Morgan Distinguished Professor in Educational Innovations, UNC School of Education
Keith Sawyer is the Morgan Distinguished Professor in Educational Innovations at the UNC School of Education. He studies creativity, innovation and learning, with a focus on collaborating groups and teams. He uses qualitative and quantitative methods to examine the conversational dynamics of groups in real-world contexts, whether business meetings, classrooms or informal learning environments. His research helps answer questions such as: Which teams are more creative? What team processes result in greater creativity? Which groups are more likely to contribute to more effective learning of the participants? Which organizations and classrooms are most likely to foster effective group interactions?
Sawyer’s current approach is inspired by his early empirical studies of the interactional processes in jazz ensembles, improvisational theater groups and children at play. He connects these phenomena to learning within a theoretical framework, in the tradition of sociocultural psychology and distributed cognition, that he calls “collaborative emergence.” He has studied collaborative learning groups in classrooms (including chemistry, computer science and psychology) and other settings, and collaborative creativity in teacher teams and in business organizations.

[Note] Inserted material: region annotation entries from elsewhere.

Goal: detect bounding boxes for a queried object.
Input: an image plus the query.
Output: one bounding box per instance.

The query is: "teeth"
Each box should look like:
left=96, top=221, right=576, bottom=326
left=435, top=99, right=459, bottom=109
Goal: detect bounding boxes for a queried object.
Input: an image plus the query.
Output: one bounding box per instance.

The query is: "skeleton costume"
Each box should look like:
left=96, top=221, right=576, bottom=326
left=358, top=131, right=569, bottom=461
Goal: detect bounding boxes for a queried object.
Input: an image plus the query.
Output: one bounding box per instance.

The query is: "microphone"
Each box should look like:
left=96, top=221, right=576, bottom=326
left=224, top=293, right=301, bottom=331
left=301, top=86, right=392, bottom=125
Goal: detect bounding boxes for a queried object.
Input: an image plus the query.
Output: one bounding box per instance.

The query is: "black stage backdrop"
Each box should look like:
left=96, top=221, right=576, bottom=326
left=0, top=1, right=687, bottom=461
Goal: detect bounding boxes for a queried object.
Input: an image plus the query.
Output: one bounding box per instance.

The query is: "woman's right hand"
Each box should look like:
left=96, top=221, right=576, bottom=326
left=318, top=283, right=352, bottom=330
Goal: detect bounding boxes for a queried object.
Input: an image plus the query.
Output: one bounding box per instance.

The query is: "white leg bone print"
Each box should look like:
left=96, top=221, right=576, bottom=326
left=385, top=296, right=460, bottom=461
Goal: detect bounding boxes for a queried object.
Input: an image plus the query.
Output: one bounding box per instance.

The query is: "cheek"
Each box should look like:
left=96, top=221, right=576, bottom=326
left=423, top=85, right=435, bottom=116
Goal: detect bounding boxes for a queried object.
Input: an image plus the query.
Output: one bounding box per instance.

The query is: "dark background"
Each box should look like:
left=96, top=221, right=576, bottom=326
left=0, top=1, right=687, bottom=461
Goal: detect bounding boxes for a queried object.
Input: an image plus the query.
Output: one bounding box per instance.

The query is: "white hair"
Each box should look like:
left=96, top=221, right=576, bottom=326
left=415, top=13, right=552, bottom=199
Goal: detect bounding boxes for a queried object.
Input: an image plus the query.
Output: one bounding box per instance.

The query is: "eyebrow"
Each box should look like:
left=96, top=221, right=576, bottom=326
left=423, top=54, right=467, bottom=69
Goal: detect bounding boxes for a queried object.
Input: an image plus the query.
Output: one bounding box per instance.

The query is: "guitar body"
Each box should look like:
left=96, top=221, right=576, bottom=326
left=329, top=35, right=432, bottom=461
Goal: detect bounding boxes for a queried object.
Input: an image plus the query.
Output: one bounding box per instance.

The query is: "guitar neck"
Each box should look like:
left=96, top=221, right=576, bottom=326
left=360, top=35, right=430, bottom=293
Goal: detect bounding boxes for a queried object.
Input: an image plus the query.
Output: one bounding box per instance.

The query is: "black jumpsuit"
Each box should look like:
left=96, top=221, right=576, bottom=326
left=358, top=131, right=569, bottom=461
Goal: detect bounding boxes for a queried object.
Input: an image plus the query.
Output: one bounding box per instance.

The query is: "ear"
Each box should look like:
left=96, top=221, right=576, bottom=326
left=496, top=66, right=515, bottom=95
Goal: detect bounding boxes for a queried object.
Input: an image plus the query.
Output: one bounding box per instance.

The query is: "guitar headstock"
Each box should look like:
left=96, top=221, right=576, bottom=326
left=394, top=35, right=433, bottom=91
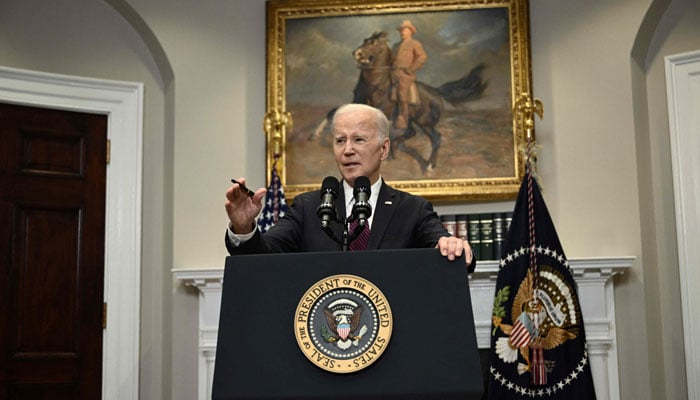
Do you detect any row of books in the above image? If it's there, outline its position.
[440,212,513,261]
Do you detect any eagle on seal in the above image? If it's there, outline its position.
[323,306,362,349]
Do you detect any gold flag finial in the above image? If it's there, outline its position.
[263,110,292,159]
[513,93,544,143]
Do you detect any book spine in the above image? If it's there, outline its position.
[479,213,494,260]
[440,215,457,236]
[467,214,483,261]
[493,213,506,260]
[455,214,469,241]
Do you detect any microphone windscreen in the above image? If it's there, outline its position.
[353,176,372,196]
[321,176,340,199]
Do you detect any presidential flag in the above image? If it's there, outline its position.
[488,172,596,400]
[258,164,289,232]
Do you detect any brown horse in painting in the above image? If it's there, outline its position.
[312,32,486,172]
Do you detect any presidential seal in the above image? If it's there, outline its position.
[294,275,393,373]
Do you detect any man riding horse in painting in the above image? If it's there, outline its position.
[392,20,428,129]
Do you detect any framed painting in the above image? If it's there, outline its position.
[265,0,531,201]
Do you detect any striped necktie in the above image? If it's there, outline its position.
[350,220,370,251]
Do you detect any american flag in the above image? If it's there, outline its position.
[258,164,289,232]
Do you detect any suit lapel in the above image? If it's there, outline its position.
[367,181,399,250]
[332,191,345,239]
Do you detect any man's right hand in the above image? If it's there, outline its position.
[224,177,266,235]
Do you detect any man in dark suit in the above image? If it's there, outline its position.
[225,104,475,272]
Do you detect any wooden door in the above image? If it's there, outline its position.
[0,104,107,400]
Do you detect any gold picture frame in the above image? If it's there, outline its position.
[264,0,532,201]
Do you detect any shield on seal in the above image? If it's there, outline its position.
[338,324,350,340]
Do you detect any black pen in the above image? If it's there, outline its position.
[231,179,255,197]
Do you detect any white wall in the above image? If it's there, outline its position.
[0,0,700,399]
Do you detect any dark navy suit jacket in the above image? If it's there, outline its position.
[225,182,475,272]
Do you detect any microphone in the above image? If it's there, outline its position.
[316,176,340,229]
[352,176,372,226]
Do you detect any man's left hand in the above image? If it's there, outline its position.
[435,236,473,265]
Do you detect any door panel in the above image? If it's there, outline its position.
[0,104,107,400]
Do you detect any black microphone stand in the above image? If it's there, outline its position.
[321,216,367,251]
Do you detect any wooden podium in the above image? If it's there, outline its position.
[212,249,483,400]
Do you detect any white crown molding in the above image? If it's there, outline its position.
[664,51,700,399]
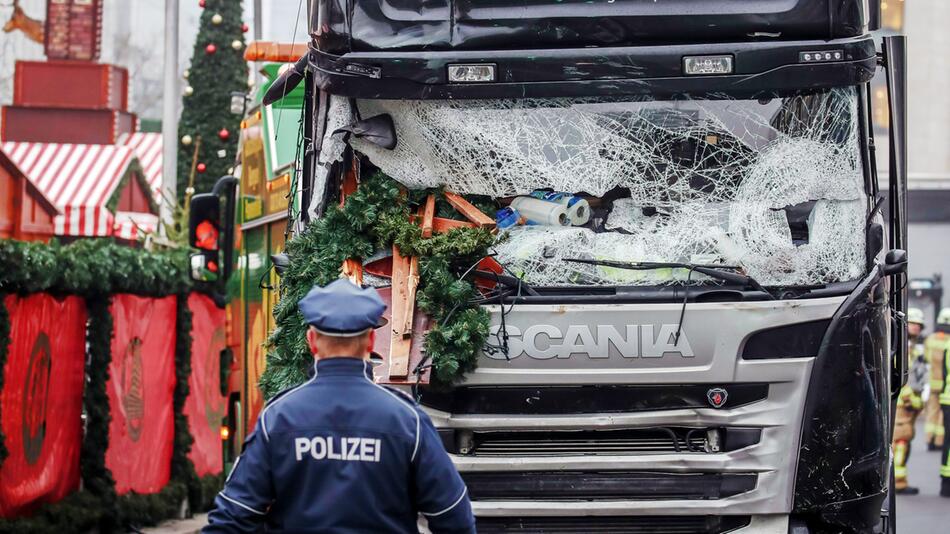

In his current research, he is studying how teaching and learning are organized in professional schools of art and design, with the goal of identifying a core set of features that can be used to design more effective learning environments. He conducted ethnographic studies of the Savannah College of Art & Design and the Sam Fox School of Design and Visual Art at Washington University in St. Louis.
Sawyer is also the executive director of the annual UNC Faculty Entrepreneurship Workshop, a seminar that gives faculty the skills used by successful entrepreneurs. He received his PhD and master’s degree in psychology from the University of Chicago. He earned his bachelor’s degree in computer science from the Massachusetts Institute of Technology.